Sensors (Basel). 2020 Oct 1;20(19):5626. doi: 10.3390/s20195626.
Autonomous driving with artificial intelligence technology has been viewed as promising for autonomous vehicles hitting the road in the near future. In recent years, considerable progress has been made with Deep Reinforcement Learnings (DRLs) for realizing end-to-end autonomous driving. Still, driving safely and comfortably in real dynamic scenarios with DRL is nontrivial due to the reward functions being typically pre-defined with expertise. This paper proposes a human-in-the-loop DRL algorithm for learning personalized autonomous driving behavior in a progressive learning way. Specifically, a progressively optimized reward function (PORF) learning model is built and integrated into the Deep Deterministic Policy Gradient (DDPG) framework, which is called PORF-DDPG in this paper. PORF consists of two parts: the first part of the PORF is a pre-defined typical reward function on the system state, the second part is modeled as a Deep Neural Network (DNN) for representing driving adjusting intention by the human observer, which is the main contribution of this paper. The DNN-based reward model is progressively learned using the front-view images as the input and via active human supervision and intervention. The proposed approach is potentially useful for driving in dynamic constrained scenarios when dangerous collision events might occur frequently with classic DRLs. The experimental results show that the proposed autonomous driving behavior learning method exhibits online learning capability and environmental adaptability.

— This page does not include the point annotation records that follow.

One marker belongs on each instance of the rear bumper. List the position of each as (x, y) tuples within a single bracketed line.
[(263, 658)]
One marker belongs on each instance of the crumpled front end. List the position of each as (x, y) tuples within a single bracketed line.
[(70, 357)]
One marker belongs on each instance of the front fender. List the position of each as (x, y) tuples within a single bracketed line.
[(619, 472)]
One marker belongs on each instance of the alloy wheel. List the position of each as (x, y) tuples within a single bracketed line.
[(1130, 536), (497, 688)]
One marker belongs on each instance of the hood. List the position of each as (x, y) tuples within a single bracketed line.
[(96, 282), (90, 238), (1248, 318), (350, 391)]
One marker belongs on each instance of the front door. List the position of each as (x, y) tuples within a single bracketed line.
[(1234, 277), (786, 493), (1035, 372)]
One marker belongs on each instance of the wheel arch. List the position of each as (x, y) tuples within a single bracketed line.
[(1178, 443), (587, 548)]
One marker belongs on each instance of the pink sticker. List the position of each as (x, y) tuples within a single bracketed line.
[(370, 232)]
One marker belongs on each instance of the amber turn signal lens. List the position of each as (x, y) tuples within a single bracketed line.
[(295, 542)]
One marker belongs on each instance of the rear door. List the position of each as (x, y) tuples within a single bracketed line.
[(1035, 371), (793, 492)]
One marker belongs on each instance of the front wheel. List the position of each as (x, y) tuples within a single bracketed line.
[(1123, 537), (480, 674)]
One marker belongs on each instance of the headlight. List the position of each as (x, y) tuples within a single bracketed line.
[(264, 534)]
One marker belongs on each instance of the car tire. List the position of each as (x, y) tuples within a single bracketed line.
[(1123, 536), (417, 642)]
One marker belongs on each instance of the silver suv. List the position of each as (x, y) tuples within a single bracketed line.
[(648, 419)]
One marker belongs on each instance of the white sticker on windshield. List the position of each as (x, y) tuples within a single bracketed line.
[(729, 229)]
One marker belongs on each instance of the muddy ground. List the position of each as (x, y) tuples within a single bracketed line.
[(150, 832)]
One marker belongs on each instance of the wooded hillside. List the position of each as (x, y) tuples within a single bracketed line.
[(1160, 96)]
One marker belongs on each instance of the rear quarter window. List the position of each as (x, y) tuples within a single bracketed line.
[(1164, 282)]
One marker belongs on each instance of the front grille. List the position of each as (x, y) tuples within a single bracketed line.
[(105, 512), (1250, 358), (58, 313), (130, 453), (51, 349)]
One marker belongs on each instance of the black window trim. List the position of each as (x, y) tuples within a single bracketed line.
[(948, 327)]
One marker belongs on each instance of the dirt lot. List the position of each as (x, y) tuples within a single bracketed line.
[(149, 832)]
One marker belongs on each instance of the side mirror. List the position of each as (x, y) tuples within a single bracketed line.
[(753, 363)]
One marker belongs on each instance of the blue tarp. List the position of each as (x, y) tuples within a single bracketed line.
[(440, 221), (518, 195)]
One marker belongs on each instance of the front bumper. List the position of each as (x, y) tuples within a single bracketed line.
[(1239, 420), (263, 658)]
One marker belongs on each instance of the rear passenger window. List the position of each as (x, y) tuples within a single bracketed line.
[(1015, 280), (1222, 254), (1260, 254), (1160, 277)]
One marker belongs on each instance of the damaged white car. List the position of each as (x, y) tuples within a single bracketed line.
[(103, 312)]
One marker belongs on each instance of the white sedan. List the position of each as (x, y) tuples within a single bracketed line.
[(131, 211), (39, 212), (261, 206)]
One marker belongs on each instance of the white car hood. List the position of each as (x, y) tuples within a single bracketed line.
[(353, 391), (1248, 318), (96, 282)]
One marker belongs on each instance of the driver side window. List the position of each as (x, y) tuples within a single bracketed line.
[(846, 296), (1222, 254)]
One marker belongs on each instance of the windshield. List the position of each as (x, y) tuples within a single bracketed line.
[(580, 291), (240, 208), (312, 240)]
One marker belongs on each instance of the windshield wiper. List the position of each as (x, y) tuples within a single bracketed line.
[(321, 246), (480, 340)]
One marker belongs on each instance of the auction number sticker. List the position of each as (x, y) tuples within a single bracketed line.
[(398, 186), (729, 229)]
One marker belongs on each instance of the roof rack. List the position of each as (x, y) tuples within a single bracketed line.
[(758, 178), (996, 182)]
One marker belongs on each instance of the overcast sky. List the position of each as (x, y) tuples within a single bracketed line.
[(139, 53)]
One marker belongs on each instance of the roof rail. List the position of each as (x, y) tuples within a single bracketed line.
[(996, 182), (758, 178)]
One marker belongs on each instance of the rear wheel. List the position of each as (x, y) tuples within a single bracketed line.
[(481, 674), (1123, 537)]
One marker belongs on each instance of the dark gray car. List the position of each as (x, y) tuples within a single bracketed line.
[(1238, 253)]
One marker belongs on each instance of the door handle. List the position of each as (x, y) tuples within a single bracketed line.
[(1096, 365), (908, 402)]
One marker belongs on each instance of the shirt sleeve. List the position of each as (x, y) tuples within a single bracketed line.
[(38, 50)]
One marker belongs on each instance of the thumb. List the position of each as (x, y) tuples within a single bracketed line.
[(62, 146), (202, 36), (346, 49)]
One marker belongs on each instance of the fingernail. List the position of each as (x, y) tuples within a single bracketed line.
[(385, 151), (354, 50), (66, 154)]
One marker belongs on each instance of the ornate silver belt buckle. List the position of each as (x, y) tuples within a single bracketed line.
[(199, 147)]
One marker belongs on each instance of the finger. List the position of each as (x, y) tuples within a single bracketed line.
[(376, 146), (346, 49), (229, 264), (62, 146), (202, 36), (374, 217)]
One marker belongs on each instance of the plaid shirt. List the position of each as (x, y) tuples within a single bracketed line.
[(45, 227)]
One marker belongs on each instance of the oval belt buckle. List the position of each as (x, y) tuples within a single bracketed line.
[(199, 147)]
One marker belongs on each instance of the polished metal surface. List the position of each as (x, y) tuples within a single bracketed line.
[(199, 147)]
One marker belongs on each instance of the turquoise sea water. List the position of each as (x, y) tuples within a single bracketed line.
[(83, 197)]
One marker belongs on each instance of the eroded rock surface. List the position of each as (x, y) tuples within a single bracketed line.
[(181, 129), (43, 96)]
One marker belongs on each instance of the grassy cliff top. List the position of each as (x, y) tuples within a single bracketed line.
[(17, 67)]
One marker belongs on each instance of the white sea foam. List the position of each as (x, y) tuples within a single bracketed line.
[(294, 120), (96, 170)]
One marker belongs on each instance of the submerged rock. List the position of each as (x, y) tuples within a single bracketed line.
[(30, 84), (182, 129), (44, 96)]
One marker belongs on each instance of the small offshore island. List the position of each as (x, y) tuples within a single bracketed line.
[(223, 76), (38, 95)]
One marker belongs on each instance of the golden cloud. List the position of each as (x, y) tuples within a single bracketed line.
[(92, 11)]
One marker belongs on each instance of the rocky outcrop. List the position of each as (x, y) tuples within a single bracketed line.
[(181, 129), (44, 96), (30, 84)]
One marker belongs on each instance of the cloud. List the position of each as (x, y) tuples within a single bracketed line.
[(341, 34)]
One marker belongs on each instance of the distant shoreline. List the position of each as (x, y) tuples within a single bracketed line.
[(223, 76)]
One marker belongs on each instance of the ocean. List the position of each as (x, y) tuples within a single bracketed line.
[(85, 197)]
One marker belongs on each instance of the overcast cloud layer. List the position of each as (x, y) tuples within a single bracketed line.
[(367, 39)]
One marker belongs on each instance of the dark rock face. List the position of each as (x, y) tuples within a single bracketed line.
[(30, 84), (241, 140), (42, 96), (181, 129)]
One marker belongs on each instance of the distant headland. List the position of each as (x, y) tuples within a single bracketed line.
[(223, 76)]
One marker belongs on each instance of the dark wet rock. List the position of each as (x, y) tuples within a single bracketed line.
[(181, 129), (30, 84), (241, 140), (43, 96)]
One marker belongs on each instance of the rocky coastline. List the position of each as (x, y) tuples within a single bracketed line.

标题:基于深度学习的自动驾驶中基于人在环的个性化驾驶行为学习方法
摘要: 利用人工智能技术实现自动驾驶,被认为是自动驾驶汽车在不久的将来上路的一种有前途的方式。近年来,深度强化学习(DRL)在实现端到端自动驾驶方面取得了相当大的进展。然而,由于奖励函数通常是由专业知识预先定义的,因此在真实动态场景中安全舒适地驾驶仍然具有挑战性。本文提出了一种基于人在环的深度强化学习算法,用于以渐进式学习的方式学习个性化自动驾驶行为。具体来说,构建了一个逐步优化的奖励函数(PORF)学习模型,并将其集成到深度确定性策略梯度(DDPG)框架中,在本文中称为 PORF-DDPG。PORF 由两部分组成:PORF 的第一部分是系统状态的预定义典型奖励函数,第二部分建模为深度神经网络(DNN),用于表示人类观察者的驾驶调整意图,这是本文的主要贡献。基于 DNN 的奖励模型使用前视图图像作为输入,通过主动的人工监督和干预进行逐步学习。当危险碰撞事件可能频繁发生时,所提出的方法对于在动态约束场景中驾驶具有潜在的用途。实验结果表明,所提出的自动驾驶行为学习方法具有在线学习能力和环境适应能力。